• 1971 – 1976

    studied at the Košice Conservatory (composition with Jozef Podprocký, piano with Marta Reiterová)

  • 1976 – 1981

    studied at the Academy of Performing Arts in Bratislava (composition with Andrej Očenáš)

  • 1981 – 1984

    taught music theory at a Primary Music School in Bratislava

  • 1984 – 1986

    received a stipend from the Slovak Music Fund

  • 1986 – 1989

    doctoral study at the Academy of Performing Arts in Bratislava (with Ivan Hrušovský)

  • 1989

    four-week residency in Budapest and Warsaw with funds from the Ministry of Culture of Slovak Republic

  • 1990

    free-lance artist

  • 1991

    four-week residency in Budapest and Warsaw with funds from the Ministry of Culture of Slovak Republic

  • 1992 – 1993

    sixteen-month residency in the Akademie Schloss Solitude in Stuttgart

  • 1994

    six-week “Visiting Composer” residency at the University of California in San Diego with funds from the Soros Foundation and the National Endowment for the Arts in New York

  • 1995

    short-term residency in the STEIM Studio in Amsterdam

  • 1995

    “Composer in Residence” at the Hamburg State Opera (three months)

  • 1999

    one-year residency at the Künstlerhäuser Worpswede in Germany

  • 2001

    composition commission of the Pro Helvetia Foundation in Zürich bound with the two month residence in the Künstlerhaus Boswil in Switzerland

  • 2002

    three months composition residency at the Künstlerwohnung in Stein am Rhein in Switzerland

  • 2010

    award "Zolliker Kunstpreis" from the foundation Hintermeister-Gyger-Stiftung (given to artists, acting in the canton Zurich)

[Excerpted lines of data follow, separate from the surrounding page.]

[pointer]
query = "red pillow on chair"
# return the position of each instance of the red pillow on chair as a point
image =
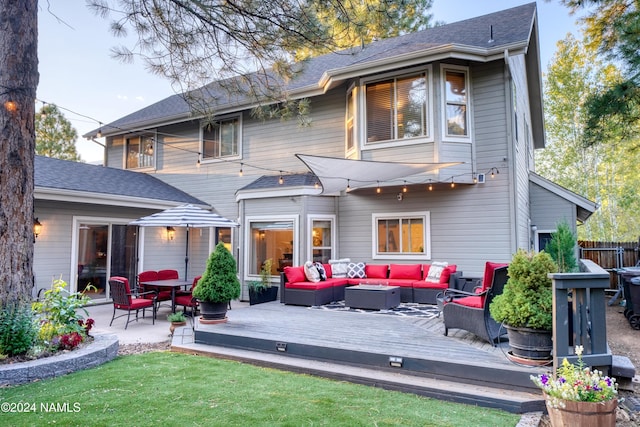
(489, 268)
(295, 274)
(375, 271)
(446, 273)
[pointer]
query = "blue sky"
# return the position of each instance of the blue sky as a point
(77, 72)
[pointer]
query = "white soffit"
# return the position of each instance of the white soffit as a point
(335, 174)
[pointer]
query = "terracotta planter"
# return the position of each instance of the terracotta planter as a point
(583, 414)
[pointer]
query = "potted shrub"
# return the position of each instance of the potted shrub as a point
(176, 319)
(525, 307)
(261, 290)
(218, 285)
(562, 248)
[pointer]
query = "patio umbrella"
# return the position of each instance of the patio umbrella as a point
(188, 216)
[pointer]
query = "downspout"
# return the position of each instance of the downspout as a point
(104, 150)
(511, 160)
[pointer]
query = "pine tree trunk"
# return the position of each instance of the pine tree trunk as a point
(18, 83)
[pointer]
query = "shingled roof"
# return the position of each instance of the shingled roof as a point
(484, 37)
(55, 178)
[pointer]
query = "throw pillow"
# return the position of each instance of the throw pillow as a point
(294, 274)
(321, 270)
(435, 271)
(339, 267)
(311, 272)
(356, 270)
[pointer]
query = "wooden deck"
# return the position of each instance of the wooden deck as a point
(362, 347)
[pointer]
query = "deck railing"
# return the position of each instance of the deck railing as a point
(580, 316)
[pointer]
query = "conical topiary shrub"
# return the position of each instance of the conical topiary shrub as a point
(219, 283)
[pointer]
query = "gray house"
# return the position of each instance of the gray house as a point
(420, 148)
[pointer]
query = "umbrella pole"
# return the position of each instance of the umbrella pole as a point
(186, 257)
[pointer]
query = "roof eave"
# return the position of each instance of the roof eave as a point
(585, 207)
(93, 198)
(331, 78)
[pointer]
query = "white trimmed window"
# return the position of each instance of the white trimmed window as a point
(397, 108)
(401, 236)
(456, 97)
(221, 139)
(350, 136)
(321, 238)
(140, 152)
(270, 238)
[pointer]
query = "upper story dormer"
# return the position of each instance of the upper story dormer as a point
(454, 93)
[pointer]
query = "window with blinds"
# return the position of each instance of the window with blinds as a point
(221, 139)
(397, 108)
(456, 103)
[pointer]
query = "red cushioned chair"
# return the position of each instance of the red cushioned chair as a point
(470, 310)
(186, 300)
(123, 299)
(151, 276)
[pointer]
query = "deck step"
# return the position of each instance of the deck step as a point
(473, 394)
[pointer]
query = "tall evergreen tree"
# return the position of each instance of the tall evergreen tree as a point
(605, 173)
(18, 82)
(55, 136)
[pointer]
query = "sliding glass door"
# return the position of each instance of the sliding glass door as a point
(104, 249)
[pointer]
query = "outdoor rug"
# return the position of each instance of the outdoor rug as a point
(404, 309)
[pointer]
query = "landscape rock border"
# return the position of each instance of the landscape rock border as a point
(103, 349)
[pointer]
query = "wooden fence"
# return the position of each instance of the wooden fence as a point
(611, 255)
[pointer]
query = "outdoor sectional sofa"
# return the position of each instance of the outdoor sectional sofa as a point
(296, 289)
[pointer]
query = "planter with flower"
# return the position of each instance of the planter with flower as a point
(579, 395)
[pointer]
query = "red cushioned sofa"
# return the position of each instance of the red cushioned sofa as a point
(295, 289)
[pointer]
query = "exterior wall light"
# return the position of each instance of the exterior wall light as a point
(171, 233)
(37, 228)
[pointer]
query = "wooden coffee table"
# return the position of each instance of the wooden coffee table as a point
(372, 297)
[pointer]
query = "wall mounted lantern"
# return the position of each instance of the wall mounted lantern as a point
(171, 233)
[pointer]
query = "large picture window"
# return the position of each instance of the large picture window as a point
(456, 101)
(397, 108)
(140, 152)
(221, 139)
(272, 240)
(401, 235)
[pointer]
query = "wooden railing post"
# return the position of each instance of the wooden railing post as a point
(579, 316)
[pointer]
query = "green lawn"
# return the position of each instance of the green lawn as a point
(162, 388)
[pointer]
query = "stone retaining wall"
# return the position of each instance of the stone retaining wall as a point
(103, 349)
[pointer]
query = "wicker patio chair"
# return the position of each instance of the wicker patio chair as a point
(124, 299)
(470, 310)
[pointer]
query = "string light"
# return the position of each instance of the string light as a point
(11, 106)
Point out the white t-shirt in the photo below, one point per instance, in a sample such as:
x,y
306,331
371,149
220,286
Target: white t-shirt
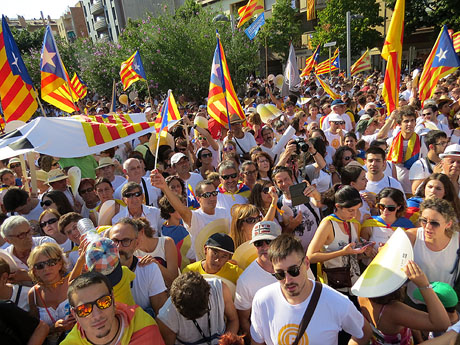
x,y
148,282
275,321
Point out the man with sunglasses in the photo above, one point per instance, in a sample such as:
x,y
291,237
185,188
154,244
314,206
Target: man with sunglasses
x,y
278,309
100,321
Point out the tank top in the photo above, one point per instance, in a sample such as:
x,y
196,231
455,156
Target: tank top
x,y
436,265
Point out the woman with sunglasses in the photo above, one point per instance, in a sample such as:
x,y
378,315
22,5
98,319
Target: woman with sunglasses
x,y
48,222
204,163
435,245
48,297
56,200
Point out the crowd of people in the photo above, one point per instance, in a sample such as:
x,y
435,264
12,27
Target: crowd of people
x,y
249,233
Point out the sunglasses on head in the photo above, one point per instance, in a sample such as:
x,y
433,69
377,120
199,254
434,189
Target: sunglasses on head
x,y
293,271
390,208
130,195
83,310
433,223
48,222
260,243
50,263
209,194
226,177
46,203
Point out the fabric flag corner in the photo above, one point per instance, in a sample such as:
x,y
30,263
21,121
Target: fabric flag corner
x,y
17,94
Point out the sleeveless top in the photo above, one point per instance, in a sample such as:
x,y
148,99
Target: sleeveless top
x,y
340,241
403,337
436,265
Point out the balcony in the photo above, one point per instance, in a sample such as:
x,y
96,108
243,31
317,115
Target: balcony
x,y
97,7
100,24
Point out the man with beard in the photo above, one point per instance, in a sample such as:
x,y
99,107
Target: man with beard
x,y
148,288
278,309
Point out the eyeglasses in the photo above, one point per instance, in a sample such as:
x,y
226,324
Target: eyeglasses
x,y
390,208
85,309
50,263
209,194
130,195
22,235
293,271
251,220
226,177
48,222
260,243
87,190
126,242
46,203
433,223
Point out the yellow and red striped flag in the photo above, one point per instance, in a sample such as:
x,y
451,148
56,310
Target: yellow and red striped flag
x,y
132,70
327,88
80,89
456,41
222,99
16,89
392,53
311,62
54,78
247,11
442,61
363,64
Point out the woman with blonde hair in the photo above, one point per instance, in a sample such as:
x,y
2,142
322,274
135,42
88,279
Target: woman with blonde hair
x,y
48,297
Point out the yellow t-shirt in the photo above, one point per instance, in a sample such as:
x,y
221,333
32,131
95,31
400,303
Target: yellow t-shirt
x,y
228,271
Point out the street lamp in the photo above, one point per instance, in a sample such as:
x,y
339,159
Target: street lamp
x,y
349,18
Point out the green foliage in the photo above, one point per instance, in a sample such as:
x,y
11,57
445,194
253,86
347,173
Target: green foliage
x,y
332,25
281,29
426,13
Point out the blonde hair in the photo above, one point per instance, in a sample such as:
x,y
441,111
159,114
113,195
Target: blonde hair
x,y
239,213
50,250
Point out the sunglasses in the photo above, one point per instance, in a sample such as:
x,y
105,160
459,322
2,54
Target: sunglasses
x,y
48,222
126,242
130,195
433,223
390,208
293,271
46,203
251,220
50,263
86,309
226,177
260,243
87,190
209,194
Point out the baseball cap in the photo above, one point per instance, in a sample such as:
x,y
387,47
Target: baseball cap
x,y
222,242
177,157
265,230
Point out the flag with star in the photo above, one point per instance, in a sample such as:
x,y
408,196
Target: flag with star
x,y
55,82
442,61
17,94
132,70
222,99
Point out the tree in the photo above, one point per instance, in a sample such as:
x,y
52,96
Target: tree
x,y
426,13
281,29
332,25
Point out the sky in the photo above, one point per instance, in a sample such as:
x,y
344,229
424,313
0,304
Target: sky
x,y
31,8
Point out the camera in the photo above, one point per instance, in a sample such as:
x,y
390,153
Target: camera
x,y
301,145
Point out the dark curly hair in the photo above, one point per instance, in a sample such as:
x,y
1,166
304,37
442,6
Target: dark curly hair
x,y
190,295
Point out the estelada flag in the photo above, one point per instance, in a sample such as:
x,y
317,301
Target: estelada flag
x,y
222,99
55,81
17,93
247,11
132,70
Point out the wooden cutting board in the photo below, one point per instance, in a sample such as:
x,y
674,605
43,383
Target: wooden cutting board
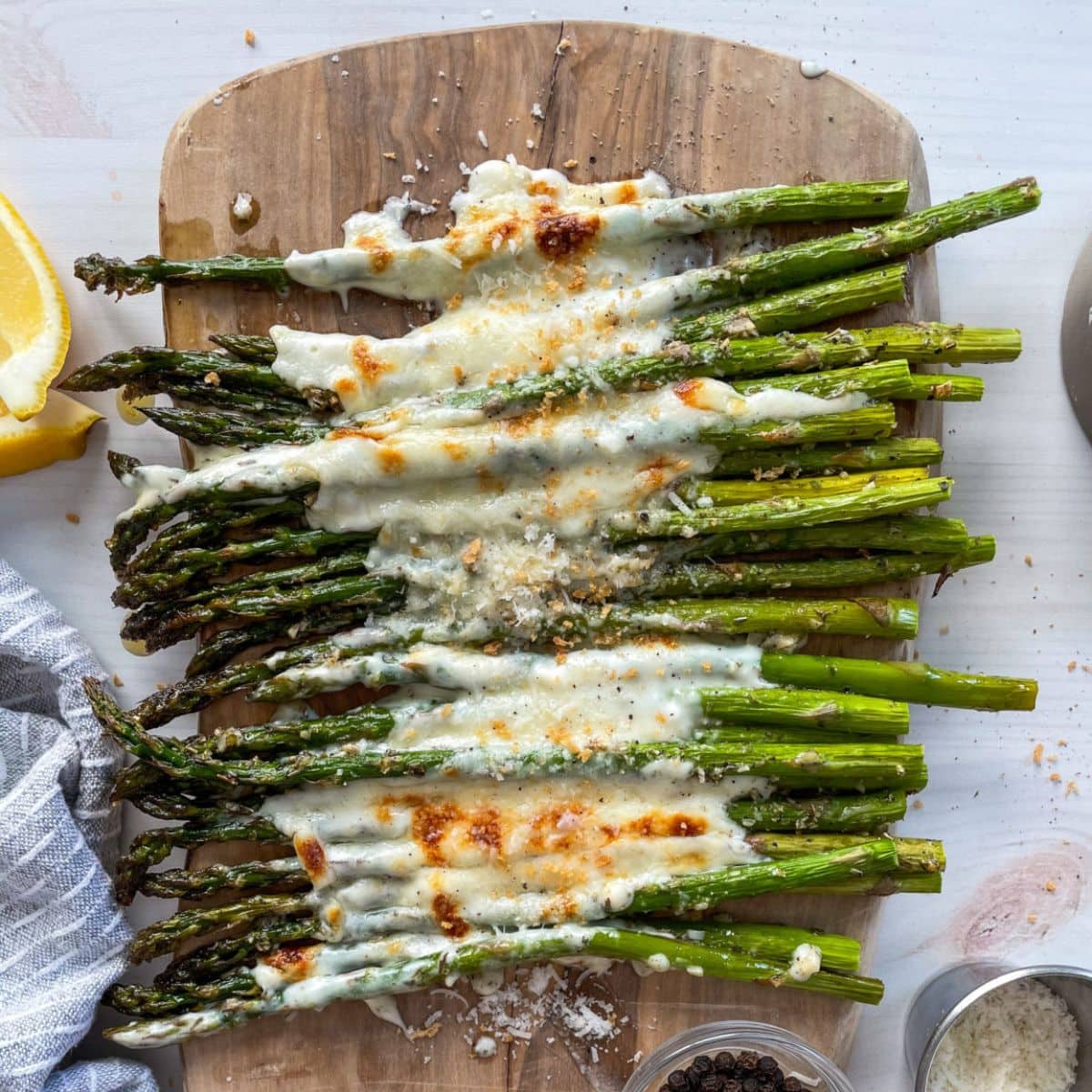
x,y
317,139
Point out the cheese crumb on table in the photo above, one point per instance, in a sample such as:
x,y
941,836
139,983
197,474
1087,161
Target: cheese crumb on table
x,y
1020,1037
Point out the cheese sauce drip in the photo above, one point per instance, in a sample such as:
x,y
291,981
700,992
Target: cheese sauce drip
x,y
523,853
590,698
536,276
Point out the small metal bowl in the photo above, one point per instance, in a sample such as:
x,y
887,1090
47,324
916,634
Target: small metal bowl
x,y
793,1054
944,999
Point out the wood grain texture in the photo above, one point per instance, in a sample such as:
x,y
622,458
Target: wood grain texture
x,y
308,140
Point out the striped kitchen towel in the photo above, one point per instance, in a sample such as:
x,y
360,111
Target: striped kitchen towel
x,y
63,936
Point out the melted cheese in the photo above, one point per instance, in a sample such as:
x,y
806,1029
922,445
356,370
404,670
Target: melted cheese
x,y
525,853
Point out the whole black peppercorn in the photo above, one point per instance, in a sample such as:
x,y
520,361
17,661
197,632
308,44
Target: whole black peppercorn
x,y
747,1060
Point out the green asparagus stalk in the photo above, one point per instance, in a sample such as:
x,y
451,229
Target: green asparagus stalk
x,y
732,491
845,814
159,628
901,681
767,516
746,578
904,534
347,561
820,709
494,954
247,347
858,617
151,846
830,459
183,566
281,874
212,960
218,649
849,765
752,276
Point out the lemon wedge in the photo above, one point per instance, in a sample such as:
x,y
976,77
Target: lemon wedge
x,y
58,431
34,319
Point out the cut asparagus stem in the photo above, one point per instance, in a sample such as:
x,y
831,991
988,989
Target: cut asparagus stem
x,y
742,492
494,954
738,359
905,682
822,709
126,369
753,276
211,960
767,516
159,628
247,347
157,1002
119,278
187,884
705,890
869,423
796,867
309,672
347,561
184,565
915,854
164,936
856,813
367,722
200,531
152,846
746,578
945,388
765,942
905,534
814,202
217,650
852,764
831,459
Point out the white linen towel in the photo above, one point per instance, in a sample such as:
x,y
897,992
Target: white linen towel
x,y
63,935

"Szeghy’s work hitherto as a whole is remarkable for the quantity of compositional techniques assimilated. Two principal motifs are represented there: the tradition of European music of the last three centuries, and the avantgarde tendencies of the last fifty years, directed against that tradition. Inevitably, tension arises between these interests when they meet. Szeghy, however, does not elevate this inner conflict to the status of a central style-forming element. Her treatment of divergent material does not lead the listener to an awareness of 'shocking' contradictions; rather, her entire work is subordinated to a basic procedure: the 'new' is integrated into the 'old', and vice versa. In this synthetic process she places a distinct emphasis on defamiliarisation of the musical statement. She strives for this on the one hand by direct confrontation of the established 'traditional' texture with the ephemeral sonorousness of contemporary techniques of note-forming (including electro-acoustic music), while at other times she chooses immersion in a pre-selected form (e.g. ciaccona), seeking an interpenetration of objective and subjective elements in the space demarcated by this form. Other important motivating sources for Szeghy are the values coming from visual art (Hommage à Rodin), literature (Afforismi), and archaic folklore (Midsummer Night’s Mystery)."


(ZAGAR, Peter: Iris Szeghy. In: A Hundred Slovak Composers. Eds. Marián Jurík, Peter Zagar. Bratislava : National Music Centre Slovakia, 1998, p. 274.)